How does the LSU (Load/Store Unit) execute Load/Store instructions in the Ampere architecture?

Each cycle the warp scheduler can issue an instruction to the LSU/MIO instruction queue.
Each cycle the MIO unit can issue 1 instruction to the LSU pipe. This limits the issue rate from 4 IPC per SM to 1 IPC per SM.
An instruction cannot be dispatched from MIOC until all registers have been read from the register file.
Once all registers have been read the instruction is ready to be dispatched. The compiler may update a scoreboard to enable the registers to be re-used. If the warp will report long score board until the registers are available. The compiler may also choose to wait until the instruction has returned (e.g. load). If a warp hits an instruction waiting on the register the warp will be stalled on long scoreboard.
Load store instructions are dispatched to the shared memory pipe or the tagged pipe.
The load store pipeline calculates the tag for each thread. Threads are grouped together. On GV100+ the L1TEX tag stage can resolve 4 sets x 4 sectors per cycle. If not all threads can be resolved in one wavefront then the instruction will continue to generate new wavefronts in the tag stage until all threads are handled.

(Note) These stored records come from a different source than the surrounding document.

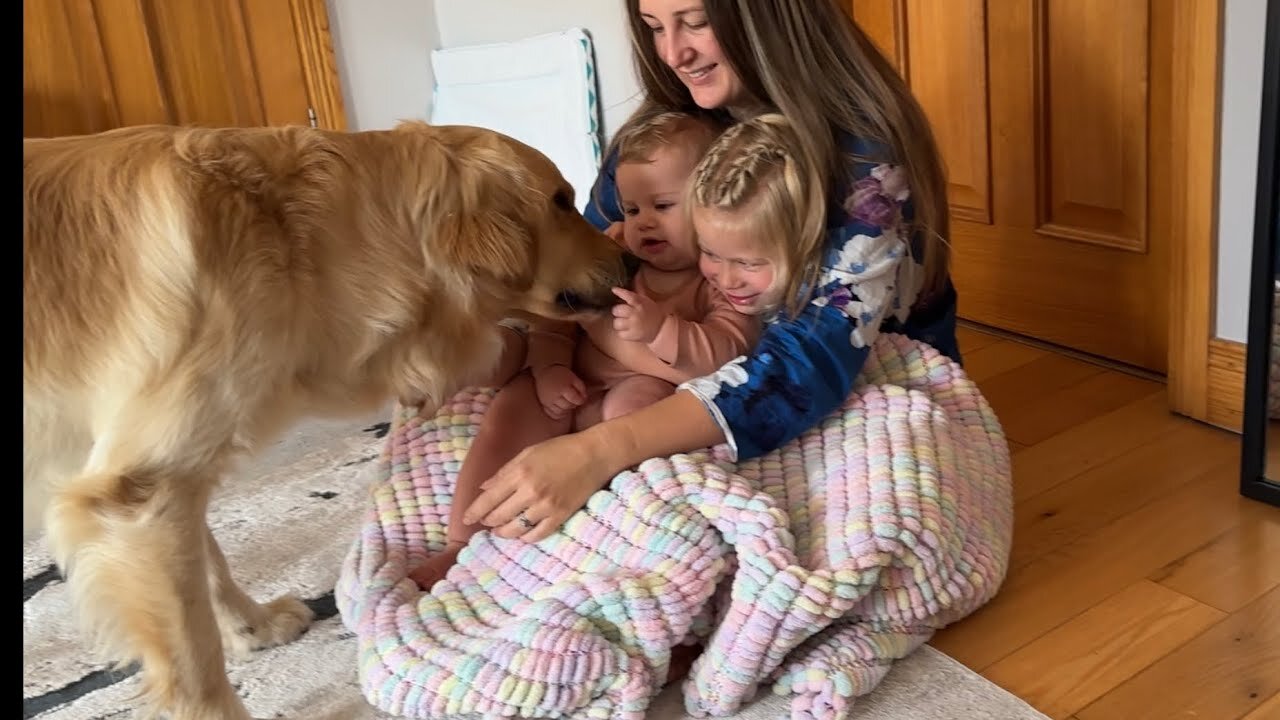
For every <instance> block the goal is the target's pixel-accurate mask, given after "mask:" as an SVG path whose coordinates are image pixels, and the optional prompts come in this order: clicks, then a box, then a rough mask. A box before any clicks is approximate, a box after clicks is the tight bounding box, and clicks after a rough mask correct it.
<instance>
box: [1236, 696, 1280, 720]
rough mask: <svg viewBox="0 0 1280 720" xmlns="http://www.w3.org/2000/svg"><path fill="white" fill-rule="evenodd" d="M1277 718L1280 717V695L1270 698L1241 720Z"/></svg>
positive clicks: (1261, 719) (1267, 699) (1273, 718)
mask: <svg viewBox="0 0 1280 720" xmlns="http://www.w3.org/2000/svg"><path fill="white" fill-rule="evenodd" d="M1276 717H1280V693H1276V694H1274V696H1271V697H1268V698H1267V700H1266V701H1265V702H1263V703H1262V705H1260V706H1257V707H1254V708H1253V711H1252V712H1249V714H1248V715H1245V716H1244V717H1240V720H1275V719H1276Z"/></svg>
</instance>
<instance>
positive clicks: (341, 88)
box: [289, 0, 347, 131]
mask: <svg viewBox="0 0 1280 720" xmlns="http://www.w3.org/2000/svg"><path fill="white" fill-rule="evenodd" d="M289 12H291V14H292V15H293V32H294V33H296V35H297V37H298V53H301V54H302V73H303V83H305V85H306V88H307V97H308V99H310V100H311V109H312V110H314V111H315V114H316V126H317V127H321V128H326V129H337V131H346V129H347V113H346V110H344V109H343V104H342V81H340V78H339V76H338V63H337V58H335V56H334V49H333V47H334V44H333V33H332V32H330V31H329V9H328V6H326V5H325V0H289Z"/></svg>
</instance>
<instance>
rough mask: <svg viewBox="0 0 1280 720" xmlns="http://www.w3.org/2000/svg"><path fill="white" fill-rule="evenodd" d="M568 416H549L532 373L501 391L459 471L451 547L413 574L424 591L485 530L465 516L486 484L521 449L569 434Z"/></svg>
mask: <svg viewBox="0 0 1280 720" xmlns="http://www.w3.org/2000/svg"><path fill="white" fill-rule="evenodd" d="M568 424H570V419H568V418H564V419H561V420H553V419H550V418H548V416H547V414H545V413H543V409H541V406H540V405H539V402H538V393H536V392H535V389H534V378H532V375H531V374H530V373H529V372H522V373H520V374H518V375H516V378H515V379H513V380H511V382H509V383H507V384H506V387H503V388H502V389H500V391H498V395H495V396H494V398H493V402H492V404H490V405H489V411H488V413H485V416H484V419H483V420H481V421H480V432H479V433H476V438H475V441H472V442H471V447H470V448H468V450H467V456H466V459H465V460H463V461H462V469H461V470H460V471H458V482H457V486H456V487H454V488H453V501H452V506H451V507H449V527H448V532H447V533H445V536H447V541H448V544H447V547H445V548H444V551H442V552H440V553H438V555H433V556H431V557H429V559H428V560H426V562H424V564H422V565H419V566H417V568H415V569H413V571H411V573H410V575H408V577H410V578H411V579H412V580H413V582H416V583H417V585H419V587H420V588H422V589H430V588H431V585H434V584H435V583H436V582H438V580H440V579H442V578H444V575H445V573H448V571H449V568H451V566H453V561H454V560H457V556H458V552H461V551H462V548H463V547H465V546H466V544H467V541H470V539H471V536H474V534H476V533H477V532H480V530H483V529H484V525H483V524H480V523H476V524H474V525H467V524H466V523H463V521H462V515H463V512H466V510H467V507H468V506H470V505H471V502H472V501H475V498H476V497H479V496H480V484H481V483H484V482H485V480H488V479H489V478H492V477H493V474H494V473H497V471H498V470H499V469H500V468H502V466H503V465H506V464H507V462H508V461H509V460H511V459H512V457H515V456H516V455H518V454H520V451H521V450H524V448H526V447H529V446H531V445H535V443H539V442H541V441H544V439H549V438H553V437H556V436H562V434H564V433H566V432H568Z"/></svg>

  1. When a warp needs to execute a load/store instruction, it’s asynchronously handed over to an LSU unit, allowing the warp to proceed with the next instruction that doesn’t depend on the current load/store instruction.

Yes.

  1. Each LSU can only handle one load/store instruction from one warp at a time.

The LSU pipeline accepts 1 instruction per cycle. The LSU pipeline can contain 100s of inflight instructions.

  1. The register used to pass addresses in load/store instructions cannot be written with new values until the load/store instruction completes.

The compiler can choose to release a scoreboard after the MIO has dispatched the instruction to LSU and/or after the instruction has retired.

Based on your description, my understanding is: each LSU has its own request queue, and when a warp executes load/store instructions, it generates up to 32 requests, which are then added to a specific LSU’s request queue. The LSU then executes one of these requests per cycle (if downstream hardware is sufficiently idle to not hinder the LSU from executing a particular request).

The MIO instruction queue (shallow) is before the LSU unit. The LSU pipe will continue to generate new wavefronts in the t-stage for set conflicts. Wavefronts are generated every cycle. A warp that does a store to 32 different sectors will generate 32 wavefronts. The shared memory and tag pipeline operate simultaneously. A 32-bit load of consecutive 4-byte addresses can complete in 1 t-stage wavefront and 4 miss stage wavefronts.